ISTANBUL (Reuters) - Turkey raised interest rates for the first time in nearly three years on Thursday, hiking its benchmark rate by a more-than-expected 50 basis points as concerns about a tumbling lira eclipsed President Tayyip Erdogan’s calls for cheap credit.

Turkish President Tayyip Erdogan speaks during a signing ceremony with Belarussian President Alexander Lukashenko in Minsk, Belarus, November 11, 2016. REUTERS/Vasily Fedosenko

The lira has lost some 14 percent of its value this year and hit a series of record lows, battered by a resurgent dollar following the Donald Trump victory in the U.S. election and by domestic security worries after a failed July coup.
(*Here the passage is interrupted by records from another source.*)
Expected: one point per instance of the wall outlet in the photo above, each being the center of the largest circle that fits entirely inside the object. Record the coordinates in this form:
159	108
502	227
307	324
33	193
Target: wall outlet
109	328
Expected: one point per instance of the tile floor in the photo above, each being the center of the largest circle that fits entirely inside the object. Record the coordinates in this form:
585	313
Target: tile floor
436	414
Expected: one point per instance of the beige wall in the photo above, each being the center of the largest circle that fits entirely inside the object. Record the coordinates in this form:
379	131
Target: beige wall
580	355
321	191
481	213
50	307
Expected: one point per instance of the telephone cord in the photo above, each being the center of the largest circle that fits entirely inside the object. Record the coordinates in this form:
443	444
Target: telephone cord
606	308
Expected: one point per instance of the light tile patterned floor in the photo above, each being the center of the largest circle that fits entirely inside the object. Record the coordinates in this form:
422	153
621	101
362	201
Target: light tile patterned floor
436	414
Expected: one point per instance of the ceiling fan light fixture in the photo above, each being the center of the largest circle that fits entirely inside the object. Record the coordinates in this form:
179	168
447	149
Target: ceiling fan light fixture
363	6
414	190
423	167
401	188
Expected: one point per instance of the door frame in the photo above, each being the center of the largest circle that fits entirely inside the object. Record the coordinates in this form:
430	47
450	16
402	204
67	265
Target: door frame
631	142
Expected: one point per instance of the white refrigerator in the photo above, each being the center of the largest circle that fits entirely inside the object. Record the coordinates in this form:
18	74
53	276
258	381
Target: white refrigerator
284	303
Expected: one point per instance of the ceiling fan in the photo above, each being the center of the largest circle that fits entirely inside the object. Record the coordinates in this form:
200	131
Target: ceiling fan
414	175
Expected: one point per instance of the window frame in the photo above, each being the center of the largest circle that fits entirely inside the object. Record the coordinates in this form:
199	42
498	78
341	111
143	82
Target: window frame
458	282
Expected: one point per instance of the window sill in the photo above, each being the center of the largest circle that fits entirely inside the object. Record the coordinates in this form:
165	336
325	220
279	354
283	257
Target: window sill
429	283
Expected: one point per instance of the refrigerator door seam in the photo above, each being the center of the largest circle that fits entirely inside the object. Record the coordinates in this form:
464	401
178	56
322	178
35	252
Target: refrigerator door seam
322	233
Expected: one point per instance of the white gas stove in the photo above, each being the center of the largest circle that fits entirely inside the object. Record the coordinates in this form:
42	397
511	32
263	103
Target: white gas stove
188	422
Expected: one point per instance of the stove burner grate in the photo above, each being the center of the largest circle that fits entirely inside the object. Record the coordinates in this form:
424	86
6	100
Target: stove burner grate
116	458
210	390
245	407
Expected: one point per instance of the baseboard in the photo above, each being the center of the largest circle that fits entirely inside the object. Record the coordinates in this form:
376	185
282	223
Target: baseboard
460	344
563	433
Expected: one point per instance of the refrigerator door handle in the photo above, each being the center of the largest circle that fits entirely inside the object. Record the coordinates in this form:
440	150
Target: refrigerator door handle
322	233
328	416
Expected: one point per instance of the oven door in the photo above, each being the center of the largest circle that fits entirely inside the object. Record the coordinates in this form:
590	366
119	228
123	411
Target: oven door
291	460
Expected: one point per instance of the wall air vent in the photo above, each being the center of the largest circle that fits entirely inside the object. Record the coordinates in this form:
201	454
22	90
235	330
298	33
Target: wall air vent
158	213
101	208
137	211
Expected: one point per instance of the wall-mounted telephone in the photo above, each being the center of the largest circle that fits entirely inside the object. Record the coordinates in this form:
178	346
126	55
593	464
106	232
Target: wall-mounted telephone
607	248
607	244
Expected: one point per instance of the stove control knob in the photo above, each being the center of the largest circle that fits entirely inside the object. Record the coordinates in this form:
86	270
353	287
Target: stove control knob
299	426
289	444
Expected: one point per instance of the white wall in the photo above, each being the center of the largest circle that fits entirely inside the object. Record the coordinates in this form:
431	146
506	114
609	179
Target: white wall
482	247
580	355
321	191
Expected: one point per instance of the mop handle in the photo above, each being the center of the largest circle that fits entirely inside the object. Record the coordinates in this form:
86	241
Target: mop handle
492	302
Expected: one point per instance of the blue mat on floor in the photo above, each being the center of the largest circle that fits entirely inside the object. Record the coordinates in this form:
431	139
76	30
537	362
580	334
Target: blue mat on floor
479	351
Erdogan, who has described himself as an “enemy” of interest rates and chastised banks for what he says is the high cost of credit, wants the central bank to lower rates to spur growth. Investors have long argued the Turkish central bank needs to tighten, citing the inflation risk posed by the weaker currency.

“Today’s rate hikes show the extent to which domestic and external conditions have deteriorated, forcing the central bank’s hand,” Nicholas Spiro, a partner at consultancy Lauressa Advisory in London.

“While the surge in the dollar since the U.S. election has put further strain on the lira, it’s the escalation in the post-coup crackdown on dissent over the past few months which has unnerved investors the most.”

Investors have been particularly worried about rule of law in Turkey. More than 125,000 people in the military, judiciary and elsewhere have been sacked or suspended while about 36,000 have been jailed pending trial.

The bank raised the benchmark one-week repo rate to 8 percent from 7.5 percent, bigger than the 25 basis point hike forecast by 12 out of 19 economists polled by Reuters.

In another unexpected move, it increased the overnight lending rate - the highest of the multiple rates it uses to set policy - to 8.5 percent from 8.25 percent.

But the increases failed to give the lira a sustained boost. After firming immediately after the decision, it later touched a record low of 3.4430 to the dollar.


“Exchange rate movements due to recently heightened global uncertainty and volatility pose upside risks on the inflation outlook,” the central bank’s monetary policy committee said in its statement.

“The committee decided to implement monetary tightening to contain adverse impact of these developments on expectations and the pricing behavior.”

On the eve of Thursday’s meeting, Erdogan said he had a right to criticize the central bank despite its independence.

“Since I took on the job of leading Turkey 14 years ago, I have only fallen short of making headway in a few areas that I desired. One of those is the cutting of interest rates,” he said in a speech at the stock exchange.

“I have nothing against the independence of the central bank, but I cannot allow my people’s will and rights to be taken away with high interest rates,” he said.

Analysts said the central bank’s moves could go some way to reassure investors.

“Rather than the magnitude of the hike, the important thing was to see that the (central bank) was willing and able to hike rates,” Yarkin Cebeci, an analyst at JP Morgan said in a note to clients.

“Today’s decision also shows that the bank can do more of the same if needed in the coming months.”

Whether that happens may well depend on Erdogan. In his speech on Wednesday night, he reached back to Turkey’s Ottoman past for evidence of the perfidy of bankers.

“We are heirs of the Ottoman Empire, a nation that has had its core exploited by banks, bankers and brokers for years,” he said. “We are fighting against them over and over again, and it is becoming clear that we were right.”